Patients treated with radioiodine can be a significant radiation source to pregnant family members. The dose to a family member staying at a distance of 0.5 meters from a patient until the radioactivity totally decays (about 10 weeks) is about 1.3 mGy from a hyperthyroid patient and 6.8 mGy from a thyroid cancer patient. Also, these patients must be careful not to transfer radioiodine contamination to family members by direct or indirect means.
Most female patients are advised not to become pregnant for at least 6 months after radiotherapy with radioiodine. This is not based upon potential heritable radiation effects, but rather upon the need to be sure (1) that the hyperthyroidism or cancer is controlled, and (2) that another treatment with radioiodine is not going to be needed when the patient is pregnant. It is also based upon the fact the ICRP has recommended that enough radio-iodine be cleared to ensure that the unborn child does not receive a dose in excess of 1 mGy unless it is medically necessary for the health of the mother. There are occasional circumstances in which 32P, 89Sr, or 131I meta-iodobenzylguanidine are used for therapy. In order to keep the dose to the foetus below 1 mGy, pregnancy should be avoided for 3, 24, and 3 months respectively.

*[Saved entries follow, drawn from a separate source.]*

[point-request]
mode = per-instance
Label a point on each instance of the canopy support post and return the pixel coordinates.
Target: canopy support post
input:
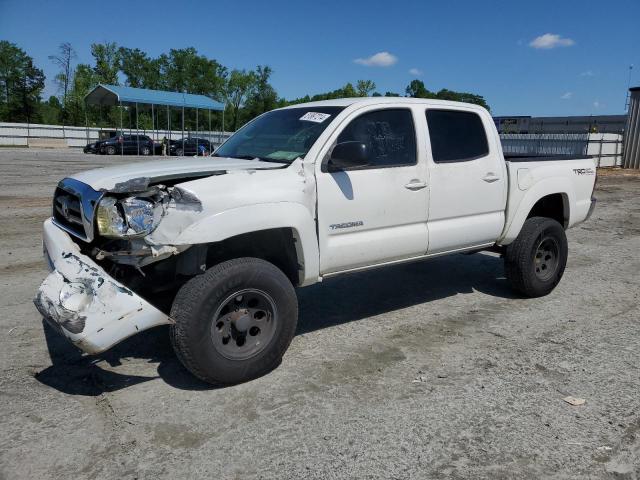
(153, 132)
(210, 144)
(137, 131)
(86, 120)
(121, 132)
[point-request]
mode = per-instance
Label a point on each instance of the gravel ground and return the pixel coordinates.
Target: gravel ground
(427, 370)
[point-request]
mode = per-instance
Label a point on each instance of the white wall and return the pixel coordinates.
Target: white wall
(22, 134)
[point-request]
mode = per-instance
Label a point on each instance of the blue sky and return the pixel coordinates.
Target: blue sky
(579, 64)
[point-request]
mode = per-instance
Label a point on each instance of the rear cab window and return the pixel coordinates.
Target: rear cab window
(389, 135)
(456, 136)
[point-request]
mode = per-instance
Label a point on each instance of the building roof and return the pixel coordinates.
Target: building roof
(345, 102)
(114, 95)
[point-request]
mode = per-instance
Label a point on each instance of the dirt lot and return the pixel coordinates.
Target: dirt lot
(426, 370)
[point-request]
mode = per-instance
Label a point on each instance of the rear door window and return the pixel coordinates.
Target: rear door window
(456, 136)
(388, 134)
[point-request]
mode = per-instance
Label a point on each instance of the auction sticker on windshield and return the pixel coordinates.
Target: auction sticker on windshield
(315, 117)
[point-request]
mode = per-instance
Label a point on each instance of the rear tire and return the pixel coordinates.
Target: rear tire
(234, 322)
(535, 261)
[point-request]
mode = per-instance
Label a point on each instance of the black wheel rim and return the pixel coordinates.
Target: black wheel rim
(545, 261)
(244, 324)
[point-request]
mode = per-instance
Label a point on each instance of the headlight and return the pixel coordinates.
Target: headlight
(126, 218)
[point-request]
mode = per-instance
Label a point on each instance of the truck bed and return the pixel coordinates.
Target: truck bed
(543, 158)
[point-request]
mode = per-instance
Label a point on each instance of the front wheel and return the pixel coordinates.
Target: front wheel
(535, 261)
(234, 322)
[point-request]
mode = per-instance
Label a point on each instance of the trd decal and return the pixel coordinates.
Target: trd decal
(584, 171)
(336, 226)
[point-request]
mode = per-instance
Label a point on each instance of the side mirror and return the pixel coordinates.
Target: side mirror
(348, 155)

For most diagnostic procedures, there would be no need for pregnant staff to take any additional precautions other than limiting their direct contact to as short as necessary. Because the exposure from patients who have been administered radiopharmaceuticals is quite low, there is no radiological reason not to continue imaging procedures. Moreover, the International Basic Safety Standards require that "notification of pregnancy shall not be considered a reason to exclude a female worker from work" [BSS I.17]. If the institution administers therapeutic activities of 131I for thyroid cancer, should be considered refraining from this particular part of the practice. Not only that there are higher exposures associated with the administration of 131I, but also iodide is volatile, increasing the potential for internal uptake.
Some radiopharmaceuticals cross the placenta freely, e.g., radioactive iodides, and are taken up in foetal tissues, where they irradiate the tissues. Some analogues of natural metabolites (e.g., radiostrontium for calcium and radiocaesium for potassium) are less readily transferred. Radiopharmaceuticals that are retained by the mother, and do not cross the placenta (e.g., radiocolloids), only act as external sources of irradiation to the foetus.

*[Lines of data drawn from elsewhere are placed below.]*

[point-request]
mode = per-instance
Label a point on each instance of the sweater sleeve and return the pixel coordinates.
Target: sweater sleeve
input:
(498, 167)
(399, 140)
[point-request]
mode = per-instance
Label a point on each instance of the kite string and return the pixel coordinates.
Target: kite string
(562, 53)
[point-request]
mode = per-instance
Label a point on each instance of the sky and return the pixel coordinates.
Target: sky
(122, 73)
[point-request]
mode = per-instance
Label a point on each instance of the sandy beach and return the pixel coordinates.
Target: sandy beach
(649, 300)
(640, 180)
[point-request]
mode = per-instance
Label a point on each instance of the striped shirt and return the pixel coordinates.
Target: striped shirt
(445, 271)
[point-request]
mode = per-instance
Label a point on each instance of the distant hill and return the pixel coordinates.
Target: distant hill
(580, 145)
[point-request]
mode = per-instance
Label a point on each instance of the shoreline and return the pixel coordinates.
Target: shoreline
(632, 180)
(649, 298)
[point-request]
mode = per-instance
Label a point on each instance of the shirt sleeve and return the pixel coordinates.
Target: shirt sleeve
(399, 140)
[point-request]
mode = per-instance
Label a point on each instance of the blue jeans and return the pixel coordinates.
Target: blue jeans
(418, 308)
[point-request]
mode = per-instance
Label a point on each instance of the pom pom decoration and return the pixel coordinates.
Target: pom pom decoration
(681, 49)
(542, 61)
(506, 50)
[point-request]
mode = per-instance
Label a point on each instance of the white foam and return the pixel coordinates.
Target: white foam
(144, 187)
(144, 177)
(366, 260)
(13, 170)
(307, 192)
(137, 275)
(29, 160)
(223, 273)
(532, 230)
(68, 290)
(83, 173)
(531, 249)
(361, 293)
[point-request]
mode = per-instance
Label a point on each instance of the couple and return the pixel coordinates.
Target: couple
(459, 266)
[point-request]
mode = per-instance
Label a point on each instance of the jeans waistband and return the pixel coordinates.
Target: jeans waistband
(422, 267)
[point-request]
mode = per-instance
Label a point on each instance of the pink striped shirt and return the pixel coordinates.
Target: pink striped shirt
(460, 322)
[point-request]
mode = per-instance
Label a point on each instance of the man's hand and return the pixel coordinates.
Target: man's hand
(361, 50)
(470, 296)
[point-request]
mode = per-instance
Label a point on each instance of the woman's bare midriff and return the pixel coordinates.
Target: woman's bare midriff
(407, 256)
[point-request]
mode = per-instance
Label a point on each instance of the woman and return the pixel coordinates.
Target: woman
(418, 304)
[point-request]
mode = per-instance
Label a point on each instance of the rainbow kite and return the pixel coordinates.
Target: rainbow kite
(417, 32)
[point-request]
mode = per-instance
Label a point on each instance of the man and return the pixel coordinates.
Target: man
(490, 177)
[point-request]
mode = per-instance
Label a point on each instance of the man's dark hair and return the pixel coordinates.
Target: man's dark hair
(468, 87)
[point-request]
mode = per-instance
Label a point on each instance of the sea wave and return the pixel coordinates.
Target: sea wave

In the case of radiopharmaceuticals that are rapidly eliminated by the maternal kidneys, the urinary bladder, acting as a reservoir, is a major source of foetal irradiation. After the administration of such radiopharmaceuticals, maternal hydration and frequent voiding should, therefore, be encouraged. For those radiopharmaceuticals that have gastrointestinal excretion however, administration of laxatives is only rarely helpful in reducing foetal dose.
A typical example of sequence is a ventilation perfusion lung scan ordered on a pregnant patient to exclude a pulmonary embolus. In routine operation, many laboratories will perform the ventilation scan first and then do the perfusion scan. This has advantages in some situations. In the specific case of a suspected pulmonary embolus, the perfusion scan can be performed first, and if the result is normal, a ventilation scan is not needed at all.
The choice of radiopharmaceuticals for the ventilation portion of the lung scan can also affect foetal dose. If the scan is performed with 133Xe gas, there is very little foetal dose; however, one can also do ventilation scans using 99mTc-DTPA aerosol. This will be absorbed and excreted via the kidneys, and while in the bladder it will contribute to foetal dose.